Robbing behavior in bees

I have been extracting my honey and should be getting to the end in the near future. I have had the honey in my honey house for a week drying it down before I extracted it. Most of the honey samples beekeepers have bought to me to test for moisture have had low moisture levels. I have seen some higher moisture levels of honey that has come in late. Most of this hasn't had the time to ripen and beekeepers had to take it off to feed or add mite treatments.
 The nectar flow seems to be over. The bees have switched to robbing any open morsel they can find. A fellow beekeeper and myself hauled about thirty supers out of my honey house to load into a truck. Five minutes with the supers not covered in the back of a truck, a cloud of bees developed in short order.
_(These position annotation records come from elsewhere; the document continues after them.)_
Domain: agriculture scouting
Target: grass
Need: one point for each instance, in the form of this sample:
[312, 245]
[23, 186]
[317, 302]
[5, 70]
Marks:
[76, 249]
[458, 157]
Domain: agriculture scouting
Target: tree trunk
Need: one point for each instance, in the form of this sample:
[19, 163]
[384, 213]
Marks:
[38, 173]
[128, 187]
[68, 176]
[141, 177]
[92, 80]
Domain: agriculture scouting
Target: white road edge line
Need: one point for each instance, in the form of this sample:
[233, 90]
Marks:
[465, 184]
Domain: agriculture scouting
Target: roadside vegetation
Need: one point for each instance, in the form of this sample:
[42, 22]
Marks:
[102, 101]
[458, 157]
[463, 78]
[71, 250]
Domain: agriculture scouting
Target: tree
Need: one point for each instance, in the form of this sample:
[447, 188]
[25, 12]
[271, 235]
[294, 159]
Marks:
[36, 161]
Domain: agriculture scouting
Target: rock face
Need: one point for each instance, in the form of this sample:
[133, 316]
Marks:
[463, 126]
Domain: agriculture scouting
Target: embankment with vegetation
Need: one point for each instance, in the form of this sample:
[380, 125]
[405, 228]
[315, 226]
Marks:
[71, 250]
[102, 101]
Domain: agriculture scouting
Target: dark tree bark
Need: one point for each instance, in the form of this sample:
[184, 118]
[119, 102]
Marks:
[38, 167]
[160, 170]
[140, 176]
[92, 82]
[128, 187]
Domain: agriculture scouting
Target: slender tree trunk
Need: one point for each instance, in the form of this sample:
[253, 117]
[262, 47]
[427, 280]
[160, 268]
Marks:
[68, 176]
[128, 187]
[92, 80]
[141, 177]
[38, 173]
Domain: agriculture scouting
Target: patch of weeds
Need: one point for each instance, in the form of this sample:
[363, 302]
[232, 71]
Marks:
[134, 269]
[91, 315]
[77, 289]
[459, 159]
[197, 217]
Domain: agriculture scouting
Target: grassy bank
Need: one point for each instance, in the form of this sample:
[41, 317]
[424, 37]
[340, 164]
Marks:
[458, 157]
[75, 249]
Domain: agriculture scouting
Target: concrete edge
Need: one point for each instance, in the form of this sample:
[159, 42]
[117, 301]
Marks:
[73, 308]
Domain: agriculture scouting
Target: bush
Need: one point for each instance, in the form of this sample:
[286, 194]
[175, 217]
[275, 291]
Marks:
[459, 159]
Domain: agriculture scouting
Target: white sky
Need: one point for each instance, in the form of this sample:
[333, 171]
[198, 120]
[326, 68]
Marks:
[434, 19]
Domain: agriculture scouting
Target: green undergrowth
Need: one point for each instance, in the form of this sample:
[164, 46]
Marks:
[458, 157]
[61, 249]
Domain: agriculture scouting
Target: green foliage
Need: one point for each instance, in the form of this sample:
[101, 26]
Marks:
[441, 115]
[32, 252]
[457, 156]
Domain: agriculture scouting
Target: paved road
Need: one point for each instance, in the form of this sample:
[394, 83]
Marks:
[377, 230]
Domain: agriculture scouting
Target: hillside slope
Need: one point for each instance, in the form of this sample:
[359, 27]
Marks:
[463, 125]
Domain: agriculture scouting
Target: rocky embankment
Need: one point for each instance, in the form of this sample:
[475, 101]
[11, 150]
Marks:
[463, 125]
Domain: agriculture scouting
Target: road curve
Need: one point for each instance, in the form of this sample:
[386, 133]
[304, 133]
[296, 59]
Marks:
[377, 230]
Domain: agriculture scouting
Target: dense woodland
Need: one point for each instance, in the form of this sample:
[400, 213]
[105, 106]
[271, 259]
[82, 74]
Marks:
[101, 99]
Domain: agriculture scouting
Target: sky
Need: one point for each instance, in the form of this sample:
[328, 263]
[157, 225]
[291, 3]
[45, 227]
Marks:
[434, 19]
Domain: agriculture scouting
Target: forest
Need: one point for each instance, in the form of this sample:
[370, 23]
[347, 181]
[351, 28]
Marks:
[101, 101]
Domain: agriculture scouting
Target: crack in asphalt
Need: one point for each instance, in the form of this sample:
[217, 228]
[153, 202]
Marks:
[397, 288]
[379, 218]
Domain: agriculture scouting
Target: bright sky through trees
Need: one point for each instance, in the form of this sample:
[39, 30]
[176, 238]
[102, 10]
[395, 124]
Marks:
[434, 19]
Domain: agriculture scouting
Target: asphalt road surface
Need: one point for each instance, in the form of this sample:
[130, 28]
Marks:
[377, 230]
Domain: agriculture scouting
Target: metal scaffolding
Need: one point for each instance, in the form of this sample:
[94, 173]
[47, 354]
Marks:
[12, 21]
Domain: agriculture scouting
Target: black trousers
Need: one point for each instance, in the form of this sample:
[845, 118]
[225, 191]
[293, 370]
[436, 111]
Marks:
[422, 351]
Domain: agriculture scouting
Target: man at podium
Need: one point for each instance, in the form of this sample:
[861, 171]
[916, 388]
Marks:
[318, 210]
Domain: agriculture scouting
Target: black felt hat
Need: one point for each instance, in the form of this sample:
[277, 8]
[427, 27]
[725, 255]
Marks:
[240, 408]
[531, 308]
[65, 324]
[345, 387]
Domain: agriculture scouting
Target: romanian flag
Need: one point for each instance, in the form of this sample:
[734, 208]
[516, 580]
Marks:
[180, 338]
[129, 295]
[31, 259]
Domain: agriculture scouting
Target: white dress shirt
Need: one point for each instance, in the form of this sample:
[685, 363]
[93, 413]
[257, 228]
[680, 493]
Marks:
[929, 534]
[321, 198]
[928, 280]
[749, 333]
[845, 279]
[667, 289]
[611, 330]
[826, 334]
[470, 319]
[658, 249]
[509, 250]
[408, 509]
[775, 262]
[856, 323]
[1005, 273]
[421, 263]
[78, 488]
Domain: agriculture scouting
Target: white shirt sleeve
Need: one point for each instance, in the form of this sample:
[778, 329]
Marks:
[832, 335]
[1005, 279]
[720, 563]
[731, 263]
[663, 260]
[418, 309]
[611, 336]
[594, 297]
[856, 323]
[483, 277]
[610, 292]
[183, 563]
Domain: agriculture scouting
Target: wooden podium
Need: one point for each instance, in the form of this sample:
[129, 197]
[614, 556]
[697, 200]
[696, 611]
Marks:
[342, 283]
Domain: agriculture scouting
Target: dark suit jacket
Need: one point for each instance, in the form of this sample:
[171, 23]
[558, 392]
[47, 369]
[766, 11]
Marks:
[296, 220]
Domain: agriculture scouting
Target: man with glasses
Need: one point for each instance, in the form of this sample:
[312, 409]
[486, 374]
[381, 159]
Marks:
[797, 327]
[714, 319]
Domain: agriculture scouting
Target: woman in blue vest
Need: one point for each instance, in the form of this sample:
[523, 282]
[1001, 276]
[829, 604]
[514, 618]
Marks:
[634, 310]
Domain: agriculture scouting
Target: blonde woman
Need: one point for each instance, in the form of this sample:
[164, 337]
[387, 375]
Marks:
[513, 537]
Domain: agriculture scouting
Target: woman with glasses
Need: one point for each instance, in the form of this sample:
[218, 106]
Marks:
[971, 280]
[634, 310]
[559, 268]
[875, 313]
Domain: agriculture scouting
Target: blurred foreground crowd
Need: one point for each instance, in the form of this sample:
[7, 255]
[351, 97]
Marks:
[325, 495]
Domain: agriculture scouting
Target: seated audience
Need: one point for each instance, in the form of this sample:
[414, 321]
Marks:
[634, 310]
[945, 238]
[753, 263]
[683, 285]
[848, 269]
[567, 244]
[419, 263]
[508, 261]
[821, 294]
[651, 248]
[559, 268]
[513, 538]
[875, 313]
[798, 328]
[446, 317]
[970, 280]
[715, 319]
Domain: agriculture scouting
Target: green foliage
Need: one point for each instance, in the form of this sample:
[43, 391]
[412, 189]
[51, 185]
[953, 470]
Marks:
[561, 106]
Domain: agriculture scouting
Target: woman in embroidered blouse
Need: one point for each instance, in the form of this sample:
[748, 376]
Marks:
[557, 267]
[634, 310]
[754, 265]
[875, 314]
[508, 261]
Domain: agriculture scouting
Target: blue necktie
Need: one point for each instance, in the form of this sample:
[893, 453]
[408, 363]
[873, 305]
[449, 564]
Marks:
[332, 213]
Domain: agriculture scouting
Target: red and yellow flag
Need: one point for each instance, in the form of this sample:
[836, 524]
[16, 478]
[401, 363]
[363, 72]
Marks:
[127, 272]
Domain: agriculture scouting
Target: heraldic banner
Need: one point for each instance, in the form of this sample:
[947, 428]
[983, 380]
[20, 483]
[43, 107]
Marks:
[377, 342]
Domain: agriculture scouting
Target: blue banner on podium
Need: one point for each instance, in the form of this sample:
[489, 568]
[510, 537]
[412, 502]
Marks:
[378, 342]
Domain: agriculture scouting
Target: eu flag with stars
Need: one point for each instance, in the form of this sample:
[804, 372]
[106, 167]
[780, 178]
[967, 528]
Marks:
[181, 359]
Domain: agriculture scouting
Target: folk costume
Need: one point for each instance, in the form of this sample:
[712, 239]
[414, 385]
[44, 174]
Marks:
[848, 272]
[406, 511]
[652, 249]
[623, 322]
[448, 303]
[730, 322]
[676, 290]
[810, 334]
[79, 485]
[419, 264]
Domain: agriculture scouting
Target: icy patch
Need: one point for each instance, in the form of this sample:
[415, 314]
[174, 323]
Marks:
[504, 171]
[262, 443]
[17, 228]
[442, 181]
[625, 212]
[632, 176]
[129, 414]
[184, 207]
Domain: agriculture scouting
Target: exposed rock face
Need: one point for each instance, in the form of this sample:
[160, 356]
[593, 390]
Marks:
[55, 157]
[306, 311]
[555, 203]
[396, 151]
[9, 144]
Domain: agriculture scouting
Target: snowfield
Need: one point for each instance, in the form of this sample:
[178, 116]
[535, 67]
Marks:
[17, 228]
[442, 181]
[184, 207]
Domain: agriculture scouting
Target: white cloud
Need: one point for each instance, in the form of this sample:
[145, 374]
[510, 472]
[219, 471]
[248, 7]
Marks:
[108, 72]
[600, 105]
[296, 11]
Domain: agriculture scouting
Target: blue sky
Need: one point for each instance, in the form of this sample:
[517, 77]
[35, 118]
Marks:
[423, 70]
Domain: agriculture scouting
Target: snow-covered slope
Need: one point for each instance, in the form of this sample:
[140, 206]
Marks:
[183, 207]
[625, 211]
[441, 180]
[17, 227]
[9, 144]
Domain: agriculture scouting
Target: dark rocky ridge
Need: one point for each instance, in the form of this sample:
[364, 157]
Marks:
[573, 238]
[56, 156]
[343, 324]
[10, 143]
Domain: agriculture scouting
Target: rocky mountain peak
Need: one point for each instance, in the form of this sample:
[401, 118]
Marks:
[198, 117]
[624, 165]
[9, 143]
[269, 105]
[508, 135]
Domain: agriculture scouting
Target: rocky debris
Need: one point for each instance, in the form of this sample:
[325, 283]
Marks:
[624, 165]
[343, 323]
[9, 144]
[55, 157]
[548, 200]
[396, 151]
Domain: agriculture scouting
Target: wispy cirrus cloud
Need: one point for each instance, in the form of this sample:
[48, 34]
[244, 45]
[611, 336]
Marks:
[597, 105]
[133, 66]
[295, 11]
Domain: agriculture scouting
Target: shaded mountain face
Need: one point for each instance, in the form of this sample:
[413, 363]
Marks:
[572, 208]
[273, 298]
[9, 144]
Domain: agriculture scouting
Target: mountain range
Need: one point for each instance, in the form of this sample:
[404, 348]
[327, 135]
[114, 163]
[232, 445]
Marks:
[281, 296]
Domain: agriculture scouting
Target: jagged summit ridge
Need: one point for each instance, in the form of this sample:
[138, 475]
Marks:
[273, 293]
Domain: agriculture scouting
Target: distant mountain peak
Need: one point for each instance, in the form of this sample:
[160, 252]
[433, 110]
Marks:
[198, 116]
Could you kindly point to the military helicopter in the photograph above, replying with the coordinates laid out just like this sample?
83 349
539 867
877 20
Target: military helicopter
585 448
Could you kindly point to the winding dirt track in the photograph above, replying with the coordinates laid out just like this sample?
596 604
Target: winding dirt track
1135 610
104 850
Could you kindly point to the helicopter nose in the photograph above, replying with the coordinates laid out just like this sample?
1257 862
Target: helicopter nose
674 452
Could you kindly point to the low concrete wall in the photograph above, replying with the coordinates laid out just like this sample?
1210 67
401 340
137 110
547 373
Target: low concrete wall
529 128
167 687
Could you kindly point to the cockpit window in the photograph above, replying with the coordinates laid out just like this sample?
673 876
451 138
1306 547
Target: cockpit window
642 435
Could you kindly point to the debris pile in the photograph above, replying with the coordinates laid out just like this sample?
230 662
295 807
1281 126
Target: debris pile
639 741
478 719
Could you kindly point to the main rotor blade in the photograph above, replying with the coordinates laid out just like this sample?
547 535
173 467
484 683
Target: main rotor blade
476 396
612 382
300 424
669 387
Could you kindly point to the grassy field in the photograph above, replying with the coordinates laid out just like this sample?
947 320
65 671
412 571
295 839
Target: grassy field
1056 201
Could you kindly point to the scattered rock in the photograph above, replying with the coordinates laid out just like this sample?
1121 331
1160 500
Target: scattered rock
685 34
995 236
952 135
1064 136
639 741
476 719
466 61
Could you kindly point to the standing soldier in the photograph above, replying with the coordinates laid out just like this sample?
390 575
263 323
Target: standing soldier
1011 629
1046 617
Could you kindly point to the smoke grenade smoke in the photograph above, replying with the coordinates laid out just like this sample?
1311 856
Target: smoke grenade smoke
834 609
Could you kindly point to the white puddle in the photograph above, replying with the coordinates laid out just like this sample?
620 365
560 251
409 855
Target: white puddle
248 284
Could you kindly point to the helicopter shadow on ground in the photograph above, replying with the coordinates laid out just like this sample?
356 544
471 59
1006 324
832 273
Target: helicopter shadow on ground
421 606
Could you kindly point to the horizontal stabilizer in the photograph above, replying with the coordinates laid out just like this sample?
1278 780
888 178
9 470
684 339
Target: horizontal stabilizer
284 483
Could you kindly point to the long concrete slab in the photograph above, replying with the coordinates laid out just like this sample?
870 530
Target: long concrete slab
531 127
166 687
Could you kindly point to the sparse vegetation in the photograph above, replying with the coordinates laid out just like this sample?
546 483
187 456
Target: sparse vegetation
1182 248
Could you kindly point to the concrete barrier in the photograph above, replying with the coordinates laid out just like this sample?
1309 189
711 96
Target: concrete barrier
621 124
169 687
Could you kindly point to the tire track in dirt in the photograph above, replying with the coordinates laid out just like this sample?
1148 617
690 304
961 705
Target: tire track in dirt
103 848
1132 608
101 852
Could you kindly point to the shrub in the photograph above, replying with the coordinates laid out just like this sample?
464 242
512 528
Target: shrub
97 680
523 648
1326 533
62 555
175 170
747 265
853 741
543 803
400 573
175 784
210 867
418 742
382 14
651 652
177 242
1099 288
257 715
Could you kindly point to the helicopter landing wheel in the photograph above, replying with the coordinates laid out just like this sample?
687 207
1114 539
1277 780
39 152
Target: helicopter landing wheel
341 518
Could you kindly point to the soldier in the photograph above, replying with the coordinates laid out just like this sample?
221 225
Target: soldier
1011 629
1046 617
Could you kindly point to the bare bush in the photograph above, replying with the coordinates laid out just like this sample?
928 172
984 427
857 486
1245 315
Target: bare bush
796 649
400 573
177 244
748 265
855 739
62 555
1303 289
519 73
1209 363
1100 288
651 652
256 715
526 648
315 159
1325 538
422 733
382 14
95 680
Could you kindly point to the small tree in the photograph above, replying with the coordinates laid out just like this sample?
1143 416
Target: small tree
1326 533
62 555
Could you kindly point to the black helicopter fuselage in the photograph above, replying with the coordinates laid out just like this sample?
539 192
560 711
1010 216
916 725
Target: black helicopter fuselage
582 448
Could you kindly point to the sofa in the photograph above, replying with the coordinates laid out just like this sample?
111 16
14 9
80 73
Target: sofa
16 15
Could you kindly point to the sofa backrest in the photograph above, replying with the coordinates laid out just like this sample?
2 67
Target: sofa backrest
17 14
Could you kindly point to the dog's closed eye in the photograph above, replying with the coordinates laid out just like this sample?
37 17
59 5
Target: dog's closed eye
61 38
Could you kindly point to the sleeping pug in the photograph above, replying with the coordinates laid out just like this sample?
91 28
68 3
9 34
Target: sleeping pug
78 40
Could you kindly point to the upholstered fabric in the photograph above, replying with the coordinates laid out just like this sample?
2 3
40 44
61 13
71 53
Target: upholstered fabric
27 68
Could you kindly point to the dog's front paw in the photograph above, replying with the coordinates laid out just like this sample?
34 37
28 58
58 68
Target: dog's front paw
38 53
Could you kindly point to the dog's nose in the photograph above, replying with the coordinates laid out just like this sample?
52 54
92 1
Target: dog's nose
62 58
With any movement of honey, the boxes should be covered or moved quickly. The supers we moved were taken to a beeyard and the supers were placed on top of the inner covers. The telescoping covers were then placed on top of the supers. This way works great for the bees to clean all the supers with no robbing.
Wet supers just placed in a beeyard in the open for the bees to clean up leads to robbing behavior. Once the bees are done with the supers they look elsewhere to rob honey. The bees can turn on a healthy hive and overcome the bees and rob out the honey and kill the bees in the process. A whole beeyard can perish with this robbing behavior.